By Janne Karin Brodin

Lucas Van den Abeele
Lucas Van den AbeelePhoto: Frederic Vanwalleghem

Cereal network coordinator in Brouwerij 3 Fonteinen

Education: Master in Agroecology

Can you tell us about your current job?

Five years ago we set up a group of organic farmers growing barley and wheat for a small artisanal brewery, not far from Brussels. Key in this collaboration are knowledge sharing, fair pricing, risk sharing and trust creation between the different stakeholders. The aim is to be totally self-sufficient in cereal production and to develop a long term and stable collaboration that benefits all parties. What I like most is ensuring the link between the farmers and the brewers, organising field visits and tastings, and empowering the farmers so that they become proud again of the product they produce.
Video explaining our network on the website:

What was the path like from high school to the job you have today?

The masters in Agroecology at NMBU has given me total new insights, helped me to know myself better and distinguish where I can act best. Particularly inspiring for my work was a lecture on the topic Farmer Field Schools by Mette Vaarst, guest lecture from Aarhus University, Denmark. At the end of my studies NMBU and ISARA France accepted me to do my thesis research on the early development of a farmers network. This was a very practical and hands-on experience which made it possible for me to set the basis for my later work.

What is your opinion about the student community at NMBU?

During the Agroecology masters, students were asked to take responsibility for the learning, both for ourselves as for the group. This helped us to build a creative and caring environment. The professors encouraged us to go out to the field and learn by doing. Theory, practice and reflexivity were equally important which was to me a total new way of learning.

 Do you have any advice to future students?

If you like experimenting with new and more interactive ways of learning, the Agroecology course at NMBU is definitely worth it! Through working on farms, practical group works and exchange sessions, the course gives a great opportunity to experiment in real life and understand better which added value you can bring after studies.
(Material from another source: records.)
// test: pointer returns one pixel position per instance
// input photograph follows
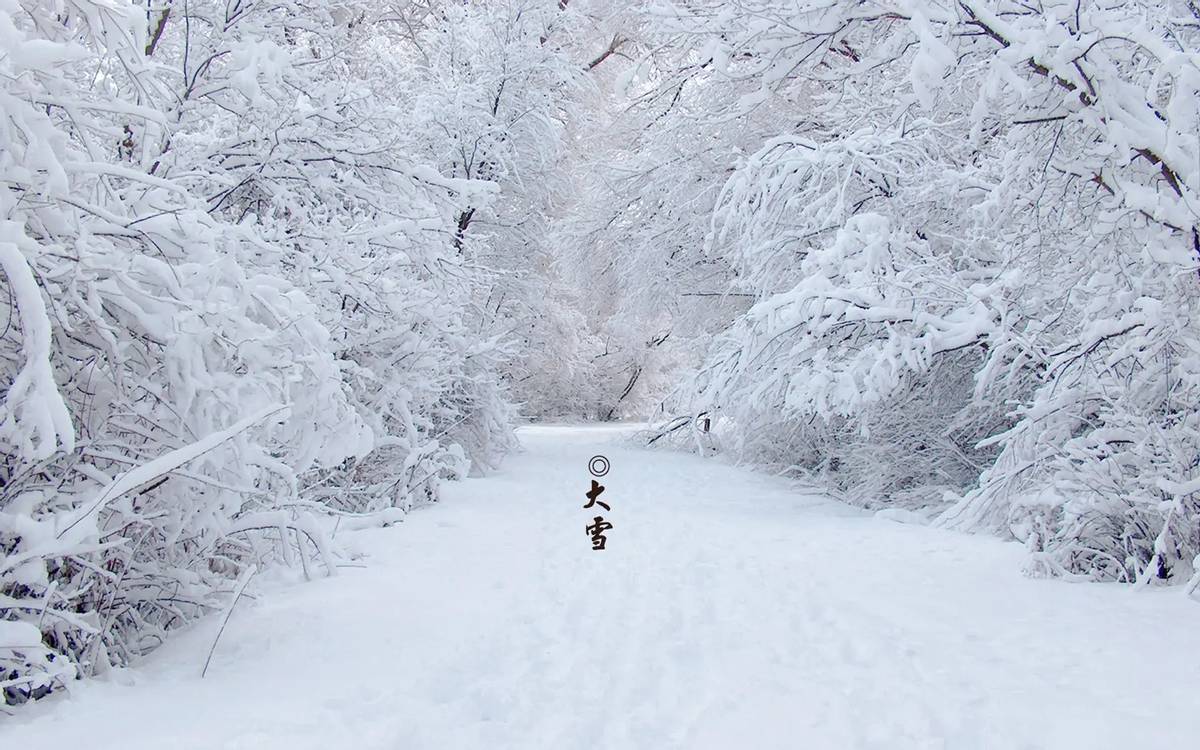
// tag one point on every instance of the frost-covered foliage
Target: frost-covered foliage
(972, 251)
(235, 301)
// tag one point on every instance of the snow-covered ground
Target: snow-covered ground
(730, 610)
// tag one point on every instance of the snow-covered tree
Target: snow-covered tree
(973, 255)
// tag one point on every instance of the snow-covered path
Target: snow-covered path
(729, 611)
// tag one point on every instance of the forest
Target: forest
(274, 271)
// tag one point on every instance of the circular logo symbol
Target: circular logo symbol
(598, 466)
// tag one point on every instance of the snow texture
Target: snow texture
(729, 610)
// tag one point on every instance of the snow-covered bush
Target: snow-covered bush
(973, 255)
(235, 303)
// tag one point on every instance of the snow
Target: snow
(730, 609)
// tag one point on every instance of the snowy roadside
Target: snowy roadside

How do you / your job / your workplace contribute to the work of achieving the UN's sustainability goals?
Our farmers collective does contribute to the UN sustainability goals as we seek to strengthen the farmers on different point of views: economically, practically, socially and ecologically. In our Collaboration and knowledge exchange we look at a long term perspective which ensures stability for both the farmers and the brewery, but also for the environment and the soil so that we can produce our food in a sustainable way.